Zamanın akışı aynı zamanda o kadar hızlı olabilir ki, düşündüğümüzde sanki hayatımız yanımızdan geçiyormuş gibi hissedebiliriz. Eski fotoğraflara bakarken sıkça “Zaman nasıl geçti?” diye düşünebiliriz.
Nörobilimciler, çocuklukta zamanın yavaş aktığı, yetişkinliğe adım atıldığında ise hızlandığı algısının yaygın bir deneyim olduğunu belirtiyor.
Ölüme yakın deneyimler üzerine çalışan psikiyatrlar, ölüme yaklaşan kişilerin yaklaşık yüzde 70’inin o an “zamanın durduğunu veya anlamını yitirdiğini” öne sürdüğünü söylüyor.
Peki travmatik anlarda zaman neden sanki yavaş akıyormuş gibi hissediyoruz?
Ölüme yakın deneyimlerde zamanın neden yavaş aktığı konusunda net bir sonuç yok.

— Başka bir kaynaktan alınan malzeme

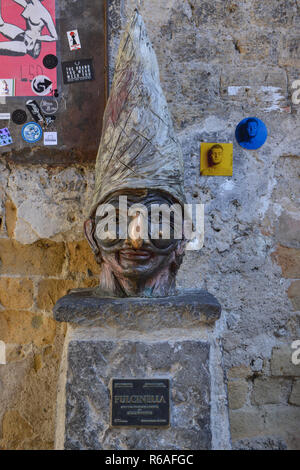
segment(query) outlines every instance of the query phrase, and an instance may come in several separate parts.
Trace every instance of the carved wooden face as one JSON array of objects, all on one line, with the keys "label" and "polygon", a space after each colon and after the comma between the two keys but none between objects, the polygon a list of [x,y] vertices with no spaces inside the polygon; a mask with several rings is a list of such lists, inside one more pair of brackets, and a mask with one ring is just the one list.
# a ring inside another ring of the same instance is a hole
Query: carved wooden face
[{"label": "carved wooden face", "polygon": [[[120,205],[120,196],[126,196],[127,204]],[[92,222],[87,221],[86,235],[92,249],[117,277],[147,278],[168,269],[172,262],[176,264],[176,251],[183,243],[176,223],[182,229],[182,221],[171,213],[168,233],[166,219],[160,214],[153,220],[151,211],[153,205],[162,204],[169,208],[176,201],[156,191],[115,193],[97,209]]]}]

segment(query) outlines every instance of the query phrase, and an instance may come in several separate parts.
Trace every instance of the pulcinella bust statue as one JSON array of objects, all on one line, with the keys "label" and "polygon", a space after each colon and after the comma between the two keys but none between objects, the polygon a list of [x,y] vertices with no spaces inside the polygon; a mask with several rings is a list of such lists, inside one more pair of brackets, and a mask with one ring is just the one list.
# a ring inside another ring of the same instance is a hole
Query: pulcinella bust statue
[{"label": "pulcinella bust statue", "polygon": [[[176,235],[170,217],[169,235],[162,236],[162,219],[155,222],[151,208],[183,208],[182,151],[161,89],[156,55],[137,10],[121,39],[95,171],[94,198],[84,227],[101,264],[94,295],[174,294],[184,233]],[[138,210],[140,205],[143,210]],[[149,229],[155,223],[156,237]]]}]

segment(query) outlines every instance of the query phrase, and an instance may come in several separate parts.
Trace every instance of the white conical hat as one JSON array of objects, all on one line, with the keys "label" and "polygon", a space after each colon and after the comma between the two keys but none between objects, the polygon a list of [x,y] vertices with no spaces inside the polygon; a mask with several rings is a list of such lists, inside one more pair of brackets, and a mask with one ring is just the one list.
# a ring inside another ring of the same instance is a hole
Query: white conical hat
[{"label": "white conical hat", "polygon": [[129,188],[157,189],[185,202],[182,150],[137,10],[121,39],[104,113],[91,213],[109,194]]}]

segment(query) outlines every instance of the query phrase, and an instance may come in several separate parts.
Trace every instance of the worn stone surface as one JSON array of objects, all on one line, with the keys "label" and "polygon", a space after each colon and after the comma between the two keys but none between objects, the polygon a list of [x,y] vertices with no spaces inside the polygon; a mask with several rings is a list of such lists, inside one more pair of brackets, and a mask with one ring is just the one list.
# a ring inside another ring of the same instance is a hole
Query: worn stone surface
[{"label": "worn stone surface", "polygon": [[254,380],[251,401],[255,405],[281,403],[282,382],[274,378],[259,377]]},{"label": "worn stone surface", "polygon": [[153,330],[182,328],[200,323],[214,324],[221,306],[206,291],[178,292],[158,298],[100,298],[91,290],[71,293],[60,299],[54,308],[58,321],[97,326],[124,325],[128,329]]},{"label": "worn stone surface", "polygon": [[300,380],[295,380],[289,402],[291,405],[300,406]]},{"label": "worn stone surface", "polygon": [[294,310],[300,310],[300,281],[291,283],[288,289],[288,296],[292,301]]},{"label": "worn stone surface", "polygon": [[[10,233],[23,244],[37,240],[80,240],[91,196],[93,173],[85,167],[67,169],[12,166],[6,194],[14,208]],[[64,234],[64,235],[62,235]]]},{"label": "worn stone surface", "polygon": [[286,450],[284,441],[276,437],[258,437],[235,441],[233,450]]},{"label": "worn stone surface", "polygon": [[35,343],[38,346],[53,342],[56,323],[52,318],[22,310],[0,311],[1,338],[6,343]]},{"label": "worn stone surface", "polygon": [[9,348],[8,363],[0,365],[1,450],[53,449],[64,334],[65,326],[57,325],[51,344],[31,342],[19,349]]},{"label": "worn stone surface", "polygon": [[29,279],[0,278],[0,303],[8,309],[30,308],[33,282]]},{"label": "worn stone surface", "polygon": [[271,359],[272,375],[300,377],[300,367],[292,362],[293,349],[290,345],[274,348]]},{"label": "worn stone surface", "polygon": [[75,288],[94,287],[98,284],[97,279],[85,279],[78,281],[77,279],[43,279],[39,283],[37,306],[41,310],[51,312],[55,303],[69,290]]},{"label": "worn stone surface", "polygon": [[232,410],[242,408],[248,394],[248,383],[245,380],[235,380],[228,383],[228,404]]},{"label": "worn stone surface", "polygon": [[65,246],[50,240],[21,245],[15,240],[0,239],[0,274],[59,275],[65,262]]},{"label": "worn stone surface", "polygon": [[[284,436],[287,447],[297,449],[299,444],[300,408],[288,405],[269,405],[265,408],[231,411],[233,441],[245,438]],[[295,440],[296,440],[296,446]],[[297,442],[298,440],[298,442]]]},{"label": "worn stone surface", "polygon": [[89,276],[99,274],[100,268],[96,263],[94,254],[86,240],[70,242],[67,244],[69,251],[70,273],[84,273]]},{"label": "worn stone surface", "polygon": [[[80,336],[80,334],[79,334]],[[97,338],[98,336],[98,338]],[[209,449],[209,345],[74,338],[69,344],[66,449]],[[168,429],[111,428],[109,380],[171,379]]]},{"label": "worn stone surface", "polygon": [[291,279],[300,277],[300,250],[278,246],[272,253],[272,258],[280,265],[283,277]]},{"label": "worn stone surface", "polygon": [[252,370],[246,365],[234,366],[228,370],[227,375],[229,379],[245,379],[251,377]]}]

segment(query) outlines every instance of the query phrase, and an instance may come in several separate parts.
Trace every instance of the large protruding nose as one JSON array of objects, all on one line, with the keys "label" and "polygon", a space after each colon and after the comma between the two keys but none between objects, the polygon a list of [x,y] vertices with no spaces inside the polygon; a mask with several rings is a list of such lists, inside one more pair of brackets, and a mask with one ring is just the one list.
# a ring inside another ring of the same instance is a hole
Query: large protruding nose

Ancak araştırmacılar, zamanı algılama şeklimizin değişmesinin altında “savaş ya da kaç” psikolojisinin yattığını düşünüyor.
Evrimsel süreçte hayatta kalma içgüdüsü olarak gelişen bu tepki, tehdit anında ortaya çıkıyor.
Tehlike anında beyin daha hızlı çalıştığı için ölüme yakın deneyim yaşayan kişiler çevrelerinin daha yavaş hareket ettiği yanılgısına düşüyor.